CRDTs for Gossip Convergence

LESSON

Gossip, Membership, and Epidemic Systems

011 30 min intermediate

CRDTs for Gossip Convergence

The core idea: CRDTs move convergence into the data type itself, trading metadata and modeling constraints for merge rules that tolerate gossip reordering, duplication, and concurrent updates.

Core Insight

Suppose replicas R1 and R2 both accept updates to a shared counter while a network partition is active. R1 increments the counter once. R2 also increments it once. When the partition heals, anti-entropy can find that the replicas differ, and gossip can move the missing state around. Neither mechanism decides what the correct combined value should be.

If the system uses a naive last-write-wins rule, one increment may disappear. That is not a transport failure. Both updates existed. The loss happened because the merge rule did not preserve the meaning of concurrent work.

CRDTs, conflict-free replicated data types, attack that problem at the data-structure level. They are designed so replicas can accept local updates, exchange state or operations asynchronously, and still converge when the same information is delivered in different orders or more than once.

The trade-off is not free convergence.
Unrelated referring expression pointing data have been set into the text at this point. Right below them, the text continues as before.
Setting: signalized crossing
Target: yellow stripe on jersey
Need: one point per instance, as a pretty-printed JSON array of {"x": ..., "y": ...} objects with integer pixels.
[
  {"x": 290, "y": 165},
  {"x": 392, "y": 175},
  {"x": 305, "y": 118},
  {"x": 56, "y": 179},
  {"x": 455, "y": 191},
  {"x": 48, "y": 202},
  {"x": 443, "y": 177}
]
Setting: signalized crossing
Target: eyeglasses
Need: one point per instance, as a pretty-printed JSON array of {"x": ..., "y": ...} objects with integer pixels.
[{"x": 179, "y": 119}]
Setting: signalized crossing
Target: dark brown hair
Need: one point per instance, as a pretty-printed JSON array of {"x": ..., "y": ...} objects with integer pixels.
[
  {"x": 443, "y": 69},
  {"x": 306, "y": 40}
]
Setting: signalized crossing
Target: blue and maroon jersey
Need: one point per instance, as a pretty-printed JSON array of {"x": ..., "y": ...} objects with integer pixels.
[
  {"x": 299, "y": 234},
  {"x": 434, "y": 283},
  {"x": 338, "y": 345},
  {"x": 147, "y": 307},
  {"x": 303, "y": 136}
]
CRDTs make some replicated behaviors easy by restricting the shape of the data and carrying enough metadata to merge safely. They work best when the application's meaning can be expressed as a monotonic, merge-safe structure.

Delivery Is Not Convergence

Gossip answers one question:

How do updates move between replicas?

Anti-entropy with Merkle trees answers another:

Where do replicas differ?

CRDTs answer a third:

When different states meet, what merge rule makes the final result converge?
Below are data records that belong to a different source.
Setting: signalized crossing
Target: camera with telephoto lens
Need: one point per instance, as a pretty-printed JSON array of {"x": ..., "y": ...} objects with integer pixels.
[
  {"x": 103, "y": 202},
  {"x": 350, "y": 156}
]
Those questions are easy to blur. If every update is eventually delivered, it can feel like replicas should naturally converge. But delivery only ensures that replicas eventually see similar information. The system still needs a rule for combining that information without depending on arrival order.

For example:

R1 sees: counter increment by R1
R2 sees: counter increment by R2

later:
R1 receives R2's state
R2 receives R1's state

If merge means "keep the value with the latest timestamp," one increment can be lost. If merge means "combine independent replica contributions," both increments can survive.

That is the CRDT move: design the state so merge preserves the intended information.

Merge Algebra

For state-based CRDTs, convergence usually depends on merge behaving like a join operation. Three properties matter in practical terms:

Those properties are exactly what gossip needs. Gossip may deliver A before B, B before A, or the same state multiple times. A merge function with those properties can absorb that mess and still converge.
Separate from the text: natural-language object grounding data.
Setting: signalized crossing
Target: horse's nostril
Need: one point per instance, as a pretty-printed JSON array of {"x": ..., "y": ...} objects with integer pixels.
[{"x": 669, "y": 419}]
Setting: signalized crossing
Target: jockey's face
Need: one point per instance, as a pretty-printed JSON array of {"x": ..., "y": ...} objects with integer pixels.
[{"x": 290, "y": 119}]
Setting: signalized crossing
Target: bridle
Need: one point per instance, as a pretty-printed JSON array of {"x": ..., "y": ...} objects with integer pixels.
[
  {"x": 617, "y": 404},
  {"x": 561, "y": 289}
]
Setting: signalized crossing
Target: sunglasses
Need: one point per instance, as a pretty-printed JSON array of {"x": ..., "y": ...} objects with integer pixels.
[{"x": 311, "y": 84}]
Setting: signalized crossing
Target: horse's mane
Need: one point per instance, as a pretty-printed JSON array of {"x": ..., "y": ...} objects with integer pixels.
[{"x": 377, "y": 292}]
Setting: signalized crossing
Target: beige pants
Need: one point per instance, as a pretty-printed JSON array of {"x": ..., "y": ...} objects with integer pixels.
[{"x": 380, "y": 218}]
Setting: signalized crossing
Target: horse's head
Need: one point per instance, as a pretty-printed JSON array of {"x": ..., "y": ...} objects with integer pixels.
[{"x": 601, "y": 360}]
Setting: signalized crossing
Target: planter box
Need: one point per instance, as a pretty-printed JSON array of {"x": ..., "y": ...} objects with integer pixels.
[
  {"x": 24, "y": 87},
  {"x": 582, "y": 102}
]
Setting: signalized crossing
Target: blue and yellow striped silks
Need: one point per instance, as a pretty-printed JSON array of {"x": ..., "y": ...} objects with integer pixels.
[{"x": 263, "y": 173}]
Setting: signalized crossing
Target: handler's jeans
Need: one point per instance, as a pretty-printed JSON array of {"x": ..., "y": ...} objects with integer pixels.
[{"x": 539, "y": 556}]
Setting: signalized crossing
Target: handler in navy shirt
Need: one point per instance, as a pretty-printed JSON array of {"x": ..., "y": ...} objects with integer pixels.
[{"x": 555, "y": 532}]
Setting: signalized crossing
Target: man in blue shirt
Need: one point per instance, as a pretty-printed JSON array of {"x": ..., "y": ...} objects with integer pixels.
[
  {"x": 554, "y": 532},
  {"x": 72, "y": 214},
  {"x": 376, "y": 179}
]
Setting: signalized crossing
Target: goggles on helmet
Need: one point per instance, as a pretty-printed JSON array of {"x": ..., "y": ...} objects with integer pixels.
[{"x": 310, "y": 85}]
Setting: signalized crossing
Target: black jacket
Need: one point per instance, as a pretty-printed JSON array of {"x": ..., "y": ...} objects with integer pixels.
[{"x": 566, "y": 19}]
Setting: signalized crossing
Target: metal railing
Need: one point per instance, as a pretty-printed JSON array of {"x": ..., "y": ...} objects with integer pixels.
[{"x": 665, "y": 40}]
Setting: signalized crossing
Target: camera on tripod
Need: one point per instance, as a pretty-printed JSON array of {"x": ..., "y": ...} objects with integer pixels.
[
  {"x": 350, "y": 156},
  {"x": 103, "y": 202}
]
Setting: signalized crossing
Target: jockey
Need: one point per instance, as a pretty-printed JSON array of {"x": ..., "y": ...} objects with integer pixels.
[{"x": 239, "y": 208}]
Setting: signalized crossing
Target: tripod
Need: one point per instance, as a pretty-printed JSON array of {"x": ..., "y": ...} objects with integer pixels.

A grow-only counter is the smallest useful example. Instead of storing one integer, it stores one component per replica:

class GCounter:
    def __init__(self, counts=None):
        self.counts = counts or {}

    def increment(self, replica_id, n=1):
        self.counts[replica_id] = self.counts.get(replica_id, 0) + n

    def merge(self, other):
        merged = {}
        for replica_id in set(self.counts) | set(other.counts):
            merged[replica_id] = max(
                self.counts.get(replica_id, 0),
                other.counts.get(replica_id, 0),
            )
        return GCounter(merged)

    def value(self):
        return sum(self.counts.values())

If R1 has {R1: 1} and R2 has {R2: 1}, merge produces {R1: 1, R2: 1}. The user-visible value is 2.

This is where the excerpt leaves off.